This project was created as a self guided learning experience to gain a better understanding of using keras and the MNSIT dataset to create machine learning models.
MNIST contains 70,000 images of hand-written digits, each 28 x 28 pixels, in greyscale with pixel-values from 0 to 255.
We will build a feedforward neural network and train it to solve a real problem with Keras.
Problem: Given an image, classify it as a digit (0-9)
Solution: We’ll flatten each 28x28 into a 784 dimensional vector, which we’ll use as input to our neural network. Our output will be one of 10 possible classes: one for each digit.
First we load the data into our program. The data contains 70,000 images of hand-written digits, each 28 x 28 pixels, in greyscale with pixel-values from 0 to 255. We can separate this into training and testing datasets. We first allocate 60,000 (60,000,28,28) to the training dataset and 10,000 (10,000,28,28) to the testing dataset.
Each handwritten number comes with a label that is used to determine the number in the photo. This label will never been seen by the computer, except for when testing the models accuracy, and to adjust weights to decrease our loss.
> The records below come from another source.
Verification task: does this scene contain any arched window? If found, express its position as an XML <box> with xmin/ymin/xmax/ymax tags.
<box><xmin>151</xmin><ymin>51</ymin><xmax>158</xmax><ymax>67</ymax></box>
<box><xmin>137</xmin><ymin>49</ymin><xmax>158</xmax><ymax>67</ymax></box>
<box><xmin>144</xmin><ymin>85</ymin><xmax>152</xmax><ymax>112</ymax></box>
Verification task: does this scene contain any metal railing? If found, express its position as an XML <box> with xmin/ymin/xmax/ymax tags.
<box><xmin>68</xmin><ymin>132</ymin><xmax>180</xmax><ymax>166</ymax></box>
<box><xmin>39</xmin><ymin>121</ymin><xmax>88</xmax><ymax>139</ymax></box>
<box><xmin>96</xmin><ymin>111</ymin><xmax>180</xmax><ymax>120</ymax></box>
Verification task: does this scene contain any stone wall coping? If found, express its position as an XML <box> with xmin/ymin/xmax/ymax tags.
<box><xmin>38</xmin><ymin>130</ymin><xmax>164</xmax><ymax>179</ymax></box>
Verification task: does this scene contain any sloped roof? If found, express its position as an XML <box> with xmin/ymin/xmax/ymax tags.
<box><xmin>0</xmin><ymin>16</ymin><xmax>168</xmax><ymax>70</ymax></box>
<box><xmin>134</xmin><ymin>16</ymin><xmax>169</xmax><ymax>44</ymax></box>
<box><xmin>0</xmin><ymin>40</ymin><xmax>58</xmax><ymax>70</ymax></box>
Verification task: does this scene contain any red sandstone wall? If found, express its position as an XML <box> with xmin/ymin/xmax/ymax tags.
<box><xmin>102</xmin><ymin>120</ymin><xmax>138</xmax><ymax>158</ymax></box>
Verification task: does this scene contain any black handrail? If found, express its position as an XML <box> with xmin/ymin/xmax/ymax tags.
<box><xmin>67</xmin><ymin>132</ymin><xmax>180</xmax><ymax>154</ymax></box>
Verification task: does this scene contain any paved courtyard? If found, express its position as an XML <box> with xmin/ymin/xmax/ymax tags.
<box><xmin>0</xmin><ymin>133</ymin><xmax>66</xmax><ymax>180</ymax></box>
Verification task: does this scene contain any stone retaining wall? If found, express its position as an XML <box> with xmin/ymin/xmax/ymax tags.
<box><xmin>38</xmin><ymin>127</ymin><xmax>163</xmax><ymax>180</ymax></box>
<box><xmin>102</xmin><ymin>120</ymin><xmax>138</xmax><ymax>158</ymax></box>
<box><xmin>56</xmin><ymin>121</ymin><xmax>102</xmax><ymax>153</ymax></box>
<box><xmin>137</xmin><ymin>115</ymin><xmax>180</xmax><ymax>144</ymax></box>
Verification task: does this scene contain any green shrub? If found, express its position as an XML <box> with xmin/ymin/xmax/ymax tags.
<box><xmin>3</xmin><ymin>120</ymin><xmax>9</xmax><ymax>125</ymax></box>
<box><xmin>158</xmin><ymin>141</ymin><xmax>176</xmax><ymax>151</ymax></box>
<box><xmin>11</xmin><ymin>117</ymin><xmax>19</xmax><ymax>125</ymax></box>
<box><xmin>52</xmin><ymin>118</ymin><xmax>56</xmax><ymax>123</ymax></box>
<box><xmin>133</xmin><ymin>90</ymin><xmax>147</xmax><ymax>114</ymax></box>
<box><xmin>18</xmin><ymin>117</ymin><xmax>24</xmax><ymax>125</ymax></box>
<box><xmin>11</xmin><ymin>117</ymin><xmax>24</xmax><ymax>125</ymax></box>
To gain an understanding of what the computer see’s, we will print the number 4 (Lower right hand corner). This image is a 28x28 matrix with values from 0-255 which indicate its color.
Now, we need to flatten each image before we can pass it into our neural network. Instead of a 28 x 28 matrix, we build our network to accept a 784-length vector.
Each image needs to be then reshaped (or flattened) into a vector. We’ll also normalize the inputs to be in the range [0-1] rather than [0-255] to make our network easier to train.
Every Keras model is either built using the Sequential class, which represents a linear stack of layers, or the functional Model class, which is more customizeable. We’ll be using the simpler Sequential model, since our network is indeed a linear stack of layers.
We start by instantiating a Sequential model:
The Sequential constructor takes an array of Keras layers. Since we’re just building a standard feedforward network, we only need the Dense layer.
The first two layers have 64 nodes each and use the ReLU activation function. The last layer is a Softmax output layer with 10 nodes, one for each class.
from tensorflow.keras.models import Sequential
from tensorflow.keras.layers import Dense
model = Sequential([
Dense(512, activation='relu', input_shape=(784,)),
Dense(512, activation='relu'),
Dense(10, activation='softmax'),
])
Before we can begin training, we need to configure the training process. We decide 3 key factors during the compilation step:
model.compile(
optimizer='adam',
loss='categorical_crossentropy',
metrics=['accuracy'],
)
Using Keras model.fit() we can measure how well the model generalizes to similar data to that on which it was trained. A well-fitted model produces a more accurate outcome. One that is over fitted matches the data too closely, vice versa to one that is under fitted.
Of the 60,000 testing images, we can see that we achieved a loss of 0.0178 and an accuracy of 0.9951 with 8 epochs.
To allow the computer to process an image we will be using OpenCV which is aimed mainly for real-time computer vision.
After loading in our model, we can turn the image from color to black and white since no important information will be lost. We also decrease the dimensionality of the image from its resolution (600x600 shown in photo) to an 28x28 pixel image. Next, we normalize the data and run it through our model.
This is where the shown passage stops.